Learned Compression of Encoding Distributions
Mateen Ulhaq, Ivan V. Bajić
TL;DR
This work tackles the amortization gap in learned image compression by introducing input-specific encoding distributions that are compressed and transmitted as side-information. The method uses kernel-density-estimation-based histogram estimation to derive target per-channel distributions and lightweight neural modules to reconstruct adaptive encoding distributions at the decoder, reducing the rate overhead while improving rate-distortion performance. Results on Kodak demonstrate a BD-rate reduction of $-7.10\%$ for the standard fully-factorized model, with substantial reductions in both model size and computation compared to scale hyperprior approaches. The approach provides a practical pathway to enhance entropy models with low overhead, enabling more efficient learned compression without extensive architectural changes.
Abstract
The entropy bottleneck introduced by Ballé et al. is a common component used in many learned compression models. It encodes a transformed latent representation using a static distribution whose parameters are learned during training. However, the actual distribution of the latent data may vary wildly across different inputs. The static distribution attempts to encompass all possible input distributions, thus fitting none of them particularly well. This unfortunate phenomenon, sometimes known as the amortization gap, results in suboptimal compression.

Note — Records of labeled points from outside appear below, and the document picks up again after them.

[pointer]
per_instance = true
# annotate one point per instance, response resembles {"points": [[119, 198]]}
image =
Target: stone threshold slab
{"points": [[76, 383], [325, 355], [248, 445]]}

To address this issue, we propose a method that dynamically adapts the encoding distribution to match the latent data distribution for a specific input. First, our model estimates a better encoding distribution for a given input. This distribution is then compressed and transmitted as an additional side-information bitstream. Finally, the decoder reconstructs the encoding distribution and uses it to decompress the corresponding latent data. Our method achieves a Bjøntegaard-Delta (BD)-rate gain of -7.10% on the Kodak test dataset when applied to the standard fully-factorized architecture. Furthermore, considering computational complexity, the transform used by our method is an order of magnitude cheaper in terms of Multiply-Accumulate (MAC) operations compared to related side-information methods such as the scale hyperprior.